We cannot drill our way out of $4 per gallon gasoline. It is a simple matter of supply and demand. This is something appraisers understand. Unlike the real estate market these days, in terms of energy, Demand is growing and supply is shrinking.

The United States comprises 4.5% of the world’s population and consumes 24% of the world’s oil. We use 20.8 million barrels of oil a day. The next largest consumer is China which has more than four times our population but uses only one third as much oil.

If China used as much oil as we do, per capita, they alone would be consuming 89,000,000 barrels a day (more than the world is currently producing), which is of course impossible. If they purchased every barrel produced everywhere they still wouldn’t have enough for themselves they’d be short about 2.8 million barrels a day – and there would be not one drop for anyone else on the planet!
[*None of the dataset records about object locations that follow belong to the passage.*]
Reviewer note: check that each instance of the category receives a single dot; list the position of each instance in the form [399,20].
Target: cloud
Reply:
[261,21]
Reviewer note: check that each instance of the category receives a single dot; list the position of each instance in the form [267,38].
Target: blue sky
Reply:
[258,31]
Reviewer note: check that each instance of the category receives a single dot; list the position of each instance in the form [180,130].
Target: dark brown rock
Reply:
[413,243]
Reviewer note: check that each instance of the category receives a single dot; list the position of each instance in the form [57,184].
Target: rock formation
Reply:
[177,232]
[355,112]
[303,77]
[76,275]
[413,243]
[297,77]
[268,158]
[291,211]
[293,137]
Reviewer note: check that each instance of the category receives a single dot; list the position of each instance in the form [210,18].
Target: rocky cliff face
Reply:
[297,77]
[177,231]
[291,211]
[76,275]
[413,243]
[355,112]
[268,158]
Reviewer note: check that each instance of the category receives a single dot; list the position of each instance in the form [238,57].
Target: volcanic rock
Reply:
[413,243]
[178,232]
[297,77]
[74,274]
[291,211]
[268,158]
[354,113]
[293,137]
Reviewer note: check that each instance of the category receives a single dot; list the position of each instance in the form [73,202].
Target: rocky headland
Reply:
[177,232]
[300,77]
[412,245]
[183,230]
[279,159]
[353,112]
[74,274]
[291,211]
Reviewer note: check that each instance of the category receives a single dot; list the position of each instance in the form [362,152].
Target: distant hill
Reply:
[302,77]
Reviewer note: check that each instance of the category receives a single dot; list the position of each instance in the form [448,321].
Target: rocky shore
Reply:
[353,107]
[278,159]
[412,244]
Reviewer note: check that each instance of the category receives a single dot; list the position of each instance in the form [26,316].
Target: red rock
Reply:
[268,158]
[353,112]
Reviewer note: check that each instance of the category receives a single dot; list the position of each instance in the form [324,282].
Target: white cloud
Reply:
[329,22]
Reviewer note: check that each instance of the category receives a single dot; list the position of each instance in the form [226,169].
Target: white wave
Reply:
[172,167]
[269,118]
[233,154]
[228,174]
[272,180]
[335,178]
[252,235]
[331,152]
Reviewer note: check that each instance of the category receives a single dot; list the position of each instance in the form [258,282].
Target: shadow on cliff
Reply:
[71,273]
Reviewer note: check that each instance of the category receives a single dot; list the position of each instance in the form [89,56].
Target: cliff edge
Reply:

And then there is the little matter of India, which has 1,100,000,000 people, nearly as many as China and 3.5 times more than the United States. Much the same as China, they have a rising standard of living and they want cars too.
It is difficult for me to understand those – particularly the morons on Fox News – who claim that all we need to do is start drilling for oil off the coasts and in Alaska and we’ll be fine. Our leaders suggest that our standard of living is not negotiable. Well I’m sorry but “Houston, we’ve got a problem” and it’s not going to be solved by sticking more straws in the ground nor is the answer to be found in ethanol, wind farms, nuclear power or used french fry oil. The American way of life will have to change, whether we like it or not.

You may ask what kinds of changes can any one person make in their own life. I think it starts, in this political season, by redefining what is meant by the word “patriotism”. Instead of, or at least in addition to symbols like “Support the Troops” bumper stickers and politicians wearing flag lapel pins, why not make a more tangible statement by riding a bike to work or school instead of driving a car. Or if you really want to reduce your carbon footprint, try a vegetarian diet (personally, I’m going to switch to a bike commute but I’m not ready to give up hamburgers just yet).